Es folgt ein Tatar vom Rind, das auf dem eigenen Handrücken angerichtet wird. Effekthascherei ist das nur zu einem vernachlässigbaren Teil, denn der infantile Akt, das kleine Häppchen von der Hand abzuschlecken, steigert die Süffigkeit der an sich schon köstlichen Kleinigkeit. Natürlich werden im Anschluss daran Tücher zum Reinigen gereicht. Genuss mit Charme.

Insgesamt war das ein grandioser Auftakt. Warum? Weil alles hervorragend geschmeckt hat! Ich kann diesen (bei einem solchen Essen wichtigsten Punkt) nie genug unterstreichen.

Als erster offizieller Gang des Menüs geht es wenig später weiter mit Gänseleber, Saft von fermentiertem Rotkohl, Mandel, schwarzen Oliven und Nordseekrabbe. Das Gericht ist optisch, aromatisch und sensorisch ein Highlight. Die Gänseleber ist fein würzig und genau richtig portioniert – ein Aspekt, den ich gerade bei Gerichten mit sättigender Leber als besonders wichtig erachte. Mit der Gänseleber verbinden sich dann am Gaumen die anderen Komponenten mit sowohl süßlichen als auch säuerlichen Aromen und sorgen für ein gleichermaßen kontrastreiches wie harmonisches Gesamtbild. Äußerst gelungen.

Das mit Langustine, Petersilienwurzel, Kohl und Fichtenöl übersetzte Gericht verwirrt mich zunächst in der Beschreibung, da es eine „Langustine“ nicht gibt und auch die Form des Krustentierfleischs nicht so recht auf die richtige Gattung schließen lässt. Ich vermute, es handelt sich entweder um Teile vom Kaisergranat oder um klein portionierte Teile einer Languste. Lässt man solche Spitzfindigkeiten beiseite, fällt dieses Gericht dennoch etwas ab. Das Geschmacksbild ist kohlig/röstig/räucherig, aber auch ein wenig monoton. Kurzum: sehr gut, aber nicht hervorragend.

Mit Seeteufel, Rollmops, Liebstöckl und Baharat gelingt dem Küchenteam ein sofortiger Anschluss an die vorherige Vorzüglichkeit. Zunächst muss der hervorragende Seeteufel betont werden, der ganz sicher zu den besten zählt, die ich je gegessen habe, und nichts von der manchmal etwas zu fleischigen, trockenen Textur aufweist, die diesen Fisch zuweilen etwas unfein wirken lässt. Dieser hier ist hochfein, zart und saftig, was vermutlich an der außergewöhnlichen Zubereitungsmethode in einem Glasgefäß liegt. Doch was an diesem Teller besonders gefällt, ist die mutige Komposition einer durch und durch säuerlichen Geschmackswelt, die ganz sicher nicht jedermanns Sache ist. Meine schon! Es ist die Art von appetitanregendem Säurespiel, bei dem einem in wahrstem Sinn das Wasser im Mund zusammenläuft. Einzigartig!
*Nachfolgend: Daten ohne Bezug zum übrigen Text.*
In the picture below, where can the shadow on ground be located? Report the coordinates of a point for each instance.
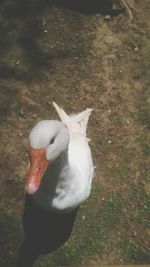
(21, 28)
(44, 232)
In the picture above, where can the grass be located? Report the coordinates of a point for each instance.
(95, 222)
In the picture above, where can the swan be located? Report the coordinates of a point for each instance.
(61, 168)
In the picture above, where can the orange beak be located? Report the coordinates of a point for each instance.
(38, 166)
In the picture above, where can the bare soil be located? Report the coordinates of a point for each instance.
(79, 55)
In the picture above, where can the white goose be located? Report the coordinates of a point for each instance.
(61, 166)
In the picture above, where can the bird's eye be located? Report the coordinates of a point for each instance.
(52, 141)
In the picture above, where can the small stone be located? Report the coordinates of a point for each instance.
(20, 134)
(107, 17)
(34, 115)
(136, 49)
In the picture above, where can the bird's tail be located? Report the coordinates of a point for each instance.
(74, 122)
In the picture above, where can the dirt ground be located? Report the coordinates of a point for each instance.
(80, 55)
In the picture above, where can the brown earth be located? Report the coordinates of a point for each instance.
(80, 58)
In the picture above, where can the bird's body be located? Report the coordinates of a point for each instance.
(59, 179)
(68, 177)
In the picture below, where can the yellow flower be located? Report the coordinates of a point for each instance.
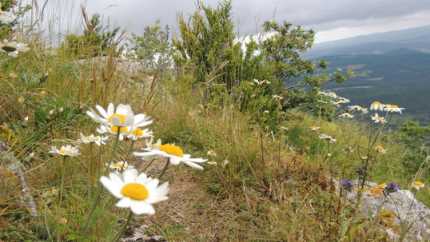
(417, 185)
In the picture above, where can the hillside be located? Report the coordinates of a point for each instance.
(390, 66)
(197, 139)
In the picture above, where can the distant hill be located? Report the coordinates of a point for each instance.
(415, 39)
(392, 67)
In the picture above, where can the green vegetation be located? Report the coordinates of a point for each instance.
(270, 175)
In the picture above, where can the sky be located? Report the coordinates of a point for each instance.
(331, 19)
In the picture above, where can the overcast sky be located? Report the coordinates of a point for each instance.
(332, 19)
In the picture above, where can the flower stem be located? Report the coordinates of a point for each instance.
(124, 227)
(63, 163)
(166, 166)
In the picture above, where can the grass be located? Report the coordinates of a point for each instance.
(271, 188)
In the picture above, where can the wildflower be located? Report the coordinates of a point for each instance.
(212, 153)
(417, 185)
(119, 166)
(139, 133)
(174, 153)
(277, 97)
(391, 188)
(92, 139)
(65, 150)
(377, 190)
(6, 17)
(391, 108)
(13, 48)
(358, 108)
(328, 138)
(346, 115)
(377, 106)
(118, 120)
(346, 184)
(380, 149)
(378, 119)
(315, 128)
(135, 191)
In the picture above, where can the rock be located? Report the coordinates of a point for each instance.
(412, 216)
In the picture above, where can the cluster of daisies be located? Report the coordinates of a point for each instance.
(134, 189)
(11, 48)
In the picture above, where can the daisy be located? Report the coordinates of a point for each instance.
(315, 128)
(139, 133)
(66, 151)
(119, 166)
(6, 17)
(13, 48)
(174, 153)
(92, 139)
(380, 149)
(391, 108)
(135, 191)
(118, 120)
(377, 106)
(377, 119)
(346, 115)
(417, 185)
(358, 108)
(327, 137)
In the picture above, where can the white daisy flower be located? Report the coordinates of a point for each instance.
(391, 108)
(93, 139)
(119, 166)
(65, 150)
(120, 119)
(135, 191)
(358, 108)
(174, 153)
(377, 106)
(7, 17)
(139, 133)
(13, 48)
(346, 115)
(328, 138)
(378, 119)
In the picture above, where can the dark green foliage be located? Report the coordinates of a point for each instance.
(97, 39)
(416, 139)
(153, 48)
(221, 62)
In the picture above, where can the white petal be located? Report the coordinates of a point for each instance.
(111, 109)
(193, 165)
(174, 160)
(124, 203)
(139, 208)
(111, 186)
(130, 175)
(102, 111)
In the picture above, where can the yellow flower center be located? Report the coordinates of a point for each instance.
(135, 191)
(117, 119)
(172, 150)
(138, 132)
(62, 151)
(116, 129)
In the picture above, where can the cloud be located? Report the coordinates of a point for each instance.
(321, 15)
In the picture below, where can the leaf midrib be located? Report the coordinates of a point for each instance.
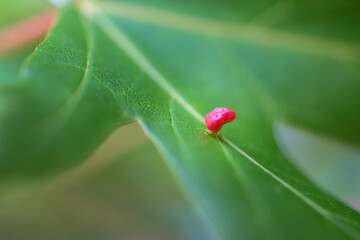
(96, 15)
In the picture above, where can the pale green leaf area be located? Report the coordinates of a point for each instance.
(16, 10)
(165, 65)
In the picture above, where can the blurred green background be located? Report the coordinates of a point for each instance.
(124, 190)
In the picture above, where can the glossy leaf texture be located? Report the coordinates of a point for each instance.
(165, 65)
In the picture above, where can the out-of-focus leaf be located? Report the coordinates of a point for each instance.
(331, 164)
(130, 197)
(165, 65)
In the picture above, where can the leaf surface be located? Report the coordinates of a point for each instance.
(166, 66)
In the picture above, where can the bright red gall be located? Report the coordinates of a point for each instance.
(216, 119)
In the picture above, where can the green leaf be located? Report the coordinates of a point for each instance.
(165, 65)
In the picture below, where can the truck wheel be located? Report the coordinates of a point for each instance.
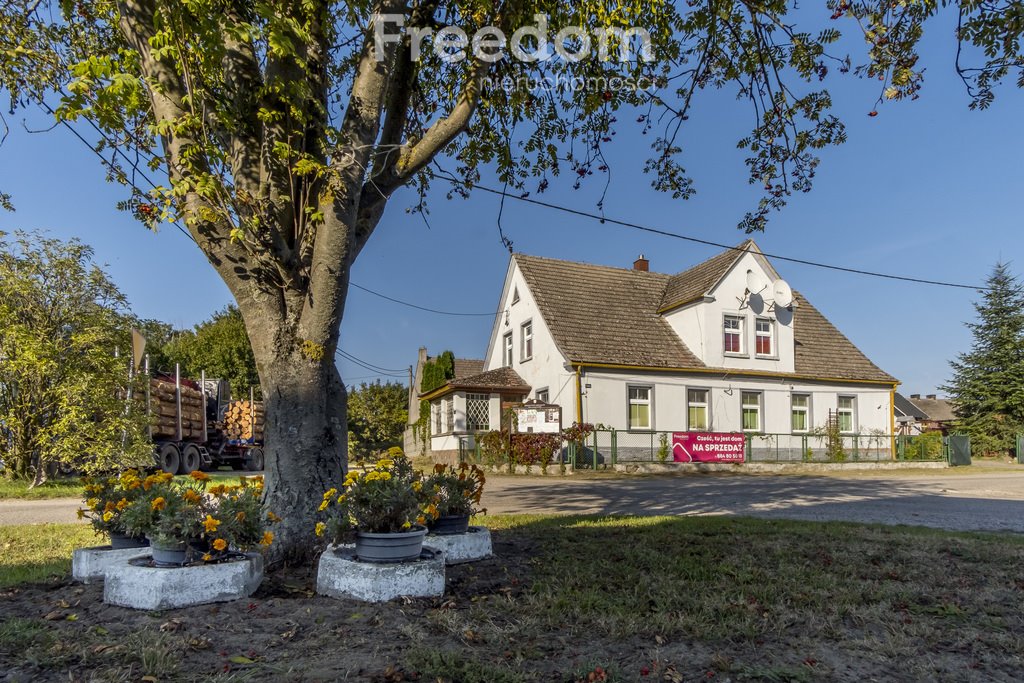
(190, 459)
(254, 461)
(169, 458)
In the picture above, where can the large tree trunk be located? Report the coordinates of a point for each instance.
(305, 438)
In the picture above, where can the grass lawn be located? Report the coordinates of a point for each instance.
(568, 599)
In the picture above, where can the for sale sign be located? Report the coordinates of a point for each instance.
(708, 447)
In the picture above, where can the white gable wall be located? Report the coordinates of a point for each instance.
(547, 368)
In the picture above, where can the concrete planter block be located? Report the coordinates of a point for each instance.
(458, 548)
(89, 564)
(341, 575)
(137, 585)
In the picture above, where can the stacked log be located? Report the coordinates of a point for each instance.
(163, 408)
(244, 420)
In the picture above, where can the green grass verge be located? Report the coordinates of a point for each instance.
(40, 552)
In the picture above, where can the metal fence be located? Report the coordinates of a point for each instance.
(606, 447)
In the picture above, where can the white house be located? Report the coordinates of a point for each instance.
(697, 351)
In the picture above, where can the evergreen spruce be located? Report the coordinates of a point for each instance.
(987, 386)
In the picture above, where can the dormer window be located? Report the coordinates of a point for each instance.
(764, 337)
(733, 337)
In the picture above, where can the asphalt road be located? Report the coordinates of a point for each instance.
(986, 501)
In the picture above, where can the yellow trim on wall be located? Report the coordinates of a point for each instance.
(731, 372)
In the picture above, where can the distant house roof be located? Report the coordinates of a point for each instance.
(500, 379)
(904, 407)
(937, 410)
(611, 315)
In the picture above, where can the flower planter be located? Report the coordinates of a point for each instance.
(458, 548)
(386, 548)
(141, 585)
(448, 524)
(89, 564)
(169, 555)
(124, 542)
(342, 574)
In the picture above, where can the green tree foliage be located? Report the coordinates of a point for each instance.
(218, 346)
(377, 417)
(987, 384)
(282, 131)
(62, 391)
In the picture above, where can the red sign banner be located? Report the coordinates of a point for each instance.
(708, 447)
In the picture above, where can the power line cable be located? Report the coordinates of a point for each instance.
(677, 236)
(417, 306)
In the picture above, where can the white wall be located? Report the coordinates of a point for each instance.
(547, 368)
(605, 401)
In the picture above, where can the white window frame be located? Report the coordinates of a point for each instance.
(740, 332)
(648, 401)
(852, 412)
(806, 410)
(773, 352)
(507, 350)
(760, 406)
(470, 425)
(706, 404)
(526, 341)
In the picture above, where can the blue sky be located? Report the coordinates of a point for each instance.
(927, 188)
Roh marinierte Jakobsmuschel mit „Sellerie BBQ“ ist, allein betrachtet, ein sehr gelungener kleiner Gang, doch schon zum vierten Mal im Menü stehen Räucheraromen sowie auch eine deutlich präsente Säure im Vordergrund der Komposition, was mittlerweile etwas monoton erscheint. Die Sauce ist zudem befremdlich geleeartig. Das hört sich jedoch schlimmer an als es ist, denn am Gaumen kann das Ensemble durchaus begeistern.

Ähnlich verhält es sich mit Makrelenbauch, Madras-Curry und Tomaten sowie einem Ei. Hier kann der fettreiche Protagonist jedoch deutlich mehr begeistern und geht mit dem Ei und den weiteren Zutaten ein wohlschmeckendes Ganzes ein. Auch hier ist die Sauce jedoch übertrieben verdickt, was mich jetzt zu stören beginnt und einfach zu weit weg von einer gekonnten, klassischen Sauce ist.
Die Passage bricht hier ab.